2^20 ‘ADD_SIMD’ ~ 2097316 cycles
2^20 ‘ADD_SISD’ ~ 13720816 cycles
Hence, in this case, ‘ADD_SIMD’ is at least
6 TIMES FASTER as ‘ADD_SISD’! That’s alot!
For fun, lets measure the cycles from your
‘add’ function.
‘add’ takes ~ 164 cycles
2^20 ‘add’ ~ 105118568 cycles
The ‘add’ function is ABOUT 50 TIMES
SLOWER than ‘ADD_SIMD’, if you make 2^20
calls to ‘ADD_SIMD’ in a row, and ABOUT 10
TIMES SLOWER within a single call!

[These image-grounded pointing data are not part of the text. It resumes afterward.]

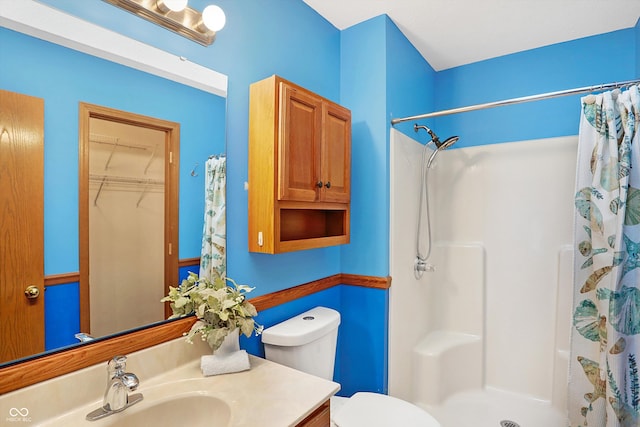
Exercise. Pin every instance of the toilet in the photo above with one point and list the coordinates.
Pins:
(307, 342)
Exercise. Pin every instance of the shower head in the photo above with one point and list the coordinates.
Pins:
(442, 146)
(446, 144)
(431, 133)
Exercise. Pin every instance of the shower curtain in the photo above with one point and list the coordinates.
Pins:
(213, 260)
(604, 383)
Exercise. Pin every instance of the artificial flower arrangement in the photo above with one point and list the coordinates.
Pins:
(219, 304)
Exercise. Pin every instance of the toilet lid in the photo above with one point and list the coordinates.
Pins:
(379, 410)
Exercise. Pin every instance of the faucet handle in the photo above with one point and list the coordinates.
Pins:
(117, 365)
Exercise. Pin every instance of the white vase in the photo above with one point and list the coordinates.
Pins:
(230, 344)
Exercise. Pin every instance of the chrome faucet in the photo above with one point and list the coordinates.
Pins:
(119, 384)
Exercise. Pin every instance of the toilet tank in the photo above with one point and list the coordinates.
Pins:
(306, 342)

Both are
using the simd ‘_mm_add_ps’ intrinsic
function.
Well, using ‘ADD_SIMD’ will give you at least
a 10-fold speed-up!
Make your choice…
I think, this should help. 
Notes:
Stay away from memory copying! Memory transfer
is a slow operation (like searching) because of the
large gap between cpu performance and memory
bandwidth. Suffling in an efficient way memory around
will be one of the main difficulties in the years to
come. Intel has allready put some stuff on that issue.
It is possible to use SSE (esp. SSE2) to make fast
memory transfer. Well, but small temps can also improve
your code! Small temps in connection with pointers can
remove what is known as ‘pointer aliasing’. This helps
the compiler in optimization.
Some comments on the system I used:
Hardware: PIV 2.4GHz 1GB PC2100 DDR-SDRAM
OS : Linux (kernel 2.4.*)
Compiler: gcc 3.3 [-march=pentium4 -msse2 -s -O3 -fomit-frame-pointer]
cu,
m i s s i l e
[This message has been edited by m i s s i l e (edited 01-25-2004).]